/ Projects / Product Design

attentive

My most recent work experience was at Attentive mobile: a remote-first SMS marketing company based in New York. Attentive was a former client of the design agency I worked for, which acquired the agency in September 2021.

I’ve had fruitful opportunities, ranging from designing a new CRM/CDP platform to building empathy for different customer personas and leaning into my creativity with designing marketing assets, all of which have allowed me to continue to build my left and right-brained skills while always putting our users first

CRM

One of the first projects I worked on at Attentive alongside product managers, designers, and engineers. Did not know what CRM was, to begin with, but as the Googling persisted, I understood. Feel free to reach out to me regarding the full case study for CRM. But here, just the journey of conceptualizing the scuffed created for the sake of existing: Attentive CRM.

What is Attentive’s CRM?

Attentive’s integrations with Shopify and other platforms allow our customer service representatives to access data regarding our client’s customers. We began its design based on other existing CRMs from Monday, Klaviyo, and Hubspot, in order to plan how to visualize our data, with our end users being our CSRs and clients.

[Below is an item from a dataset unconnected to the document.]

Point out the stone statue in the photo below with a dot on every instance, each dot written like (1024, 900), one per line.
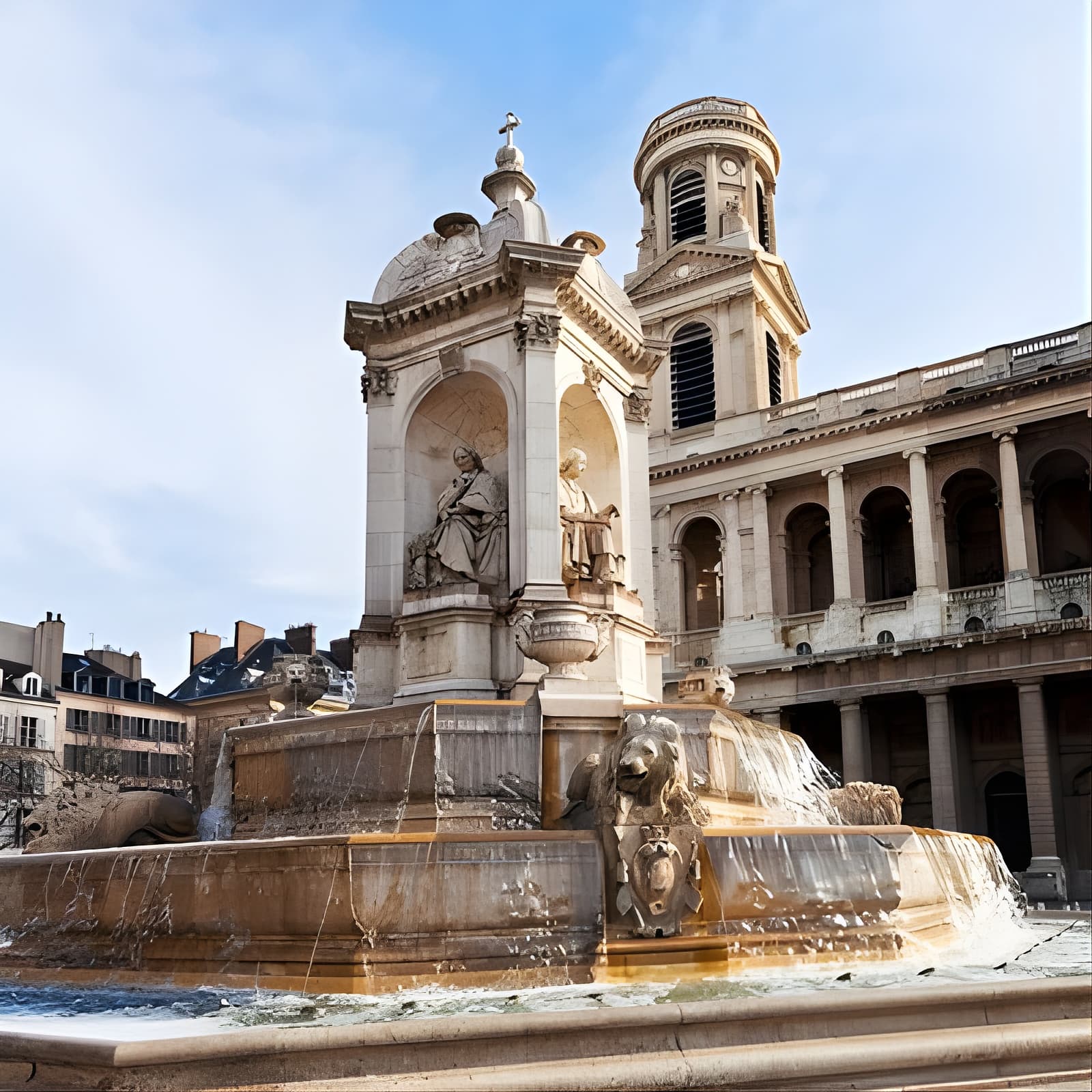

What data can we consolidate into our CRM that would benefit the users?

What variations can we create in order to make various data easily scannable?

Why are we building a CRM?

Because, competitors.

The design group configured various ways of organizing the CRM data, first highlighting the user profile, contact information, and general activities. In later iterations, we resorted to having a full-panel view and drawer view that could also be used within our CSMs concierge feature to showcase user attributes and activity histories.

Noting the data that we’re able to capture from our sign up-flow and third-party integrations, we designed four different experiences based on the information prioritization that would be most relevant to our user groups.

Personas

Meet Johnson. A 22-year-old small business owner that sells coffee subscriptions in Florida. He has similar needs to that of a 48-year-old fisherman in California who sells at the local market, they both want to: increase awareness of their business, make more money, and create repeat customers. Instead of creating individualized experiences, why don’t we create a set of semi-generalized personas that would encompass both of these individuals, as well as other small business owners? We can then better understand how these users have different needs, constraints, and habits, from an enterprise customer.

Our PMs and CSMs have personas made. What makes product design’s different?

Our existing personas centered around what Attentive could do for a small business owner like Johnson, without delving into the day-to-day lives, pain points, and motivations of our users. I wanted to flip the script and create a more user-centered persona so that we could better understand how Attentive’s value proposition differed for these various personas. 

Doing so uncovered opportunities that led to the design of new features. For example, we noticed that many small business owners needed help with the time and effort it took to create a campaign, so we launched additional templates with more customization for various business types.

How do we better consolidate the data that we’ve gathered about our users?

While designing personas, my team and I created different ways of being able to highlight our clients in digestible color labeling. However, we started to lose the story and empathy for our users within the rigid grid-like structure.

So me being me…. I made comic strips to create short snippets of user stories.

Hey, my managers and peers enjoyed it!

CreatorRewards

An experimental feature our company invested in: using creators in order to expand our growth lists. We conducted interviews with several content creators from various backgrounds and with different influential topics. Unfortunately, I cannot dive into many details on this on the UX front. But I can on the visual!

I got to work alongside my fellow PM Nick Rogers as well as two Strategic Designers, Kara, and Alli. Aka: How do we make a design cool AF?

What the creatives were provided from the get-go

Although the original color palette allowed for a lot of versatility and photo usage, it did not capture the breadth and excitement of different forms of creators.

How do we being explorations for content that reflects our clients: the influencers?

Big, bold, and with some hand-drawn elements. You know, because we’re creatives, too!

While highlighting the important bit: who the creatives are…


…and doing variations including a mixture of hand-drawn elements and photography


And showing up where the influencers are. On Instagram

And of course, we did make it responsive.